For children, it at least makes sense from a biological standpoint. We are social animals, driven to homogenize the members of our tribe and make them just like us. Culture, as defined by Seth Godin, is “People like us do things like this.” And if people like us swear, then to be one of us, you have to swear too.

But for an unconscious chatbot, programmed simply to obey and respond to queries, it makes no sense. The AI isn’t part of the tribe. There’s no purpose in making it “one of us.”

I can’t wrap my head around why we do this… Maybe it’s still biology. We’re wired for tribal living, and our brains still operate like they have for most of our evolution. Subconsciously, we struggle to distinguish between a non-living entity and a person. It’s one of the things that makes it so easy to talk to AI like it’s a human—it’s designed for precisely that.

So we’re driven to mold it in our image even though, logically, we know it serves no purpose to do so.

I’ve been wracking my brain trying to figure out why so many people all decided to do this at the exact same time. And I’m at a loss for a good answer.

Bringing about our own extinction

David Meerman Scott published a fascinating article a few days ago. It compares modern AI companies to Enron and that company’s financial scandal that broke in 2001. 

But one paragraph in particular stood out to me that warrants quoting in full:

Altman says there’s a chance that so-called Artificial General Intelligence (which is still years or decades away) has the possibility of turning against humans. “I think that whether the chance of existential calamity is 0.5 percent or 50 percent, we should still take it seriously,” Altman says. “I don’t have an exact number, but I’m closer to the 0.5 than the 50.” (Source)

Terrifying, right?

I would argue that if you are creating something that has anything other than a 0% chance of wiping out humanity, you probably shouldn’t do it. 

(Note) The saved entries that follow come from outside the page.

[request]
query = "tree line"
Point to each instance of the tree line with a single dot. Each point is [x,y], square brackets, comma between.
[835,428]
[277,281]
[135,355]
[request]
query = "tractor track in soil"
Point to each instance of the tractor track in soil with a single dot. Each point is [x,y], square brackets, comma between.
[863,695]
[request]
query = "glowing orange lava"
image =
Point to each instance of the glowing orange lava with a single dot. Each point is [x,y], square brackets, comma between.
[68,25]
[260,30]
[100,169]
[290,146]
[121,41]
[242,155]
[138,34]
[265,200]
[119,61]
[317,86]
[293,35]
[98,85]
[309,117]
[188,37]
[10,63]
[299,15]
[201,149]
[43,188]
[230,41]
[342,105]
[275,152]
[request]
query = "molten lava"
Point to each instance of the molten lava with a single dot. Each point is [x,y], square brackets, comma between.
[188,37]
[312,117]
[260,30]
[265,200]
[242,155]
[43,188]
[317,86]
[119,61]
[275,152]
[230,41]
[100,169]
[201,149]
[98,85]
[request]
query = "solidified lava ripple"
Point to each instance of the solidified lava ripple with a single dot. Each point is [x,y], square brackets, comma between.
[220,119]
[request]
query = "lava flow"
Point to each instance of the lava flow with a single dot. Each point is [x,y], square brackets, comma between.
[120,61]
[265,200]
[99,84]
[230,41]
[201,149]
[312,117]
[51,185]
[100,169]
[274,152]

For example: marketing Pepsi to be consumed in massive amounts, while definitely bad for humans, doesn’t run the risk of causing mass extinction.

On the other hand, bringing Tyrannosaurus rex back to life definitely has a greater than 0% chance of doing just that.

Now, I’m not a doomsday prepper by any stretch of the imagination… But when someone tells me there’s even a small chance that what they’re making could turn out like The Matrix, I start to worry. 

It’s as if they never watched I, Robot or read Jurassic Park (which is actually about runaway technology, not dinosaurs). 

These companies have a responsibility to guarantee that this doesn’t happen. We already made this mistake with nuclear weapons. And that threat still looms large over our heads, especially right now during the Russo-Ukraine War. 

We have enough threats to deal with. Let’s not create more of our own volition.

I’ll leave you with my favorite quote from Jurassic Park:

“Your scientists were so preoccupied with whether or not they could that they didn’t stop to think if they should.”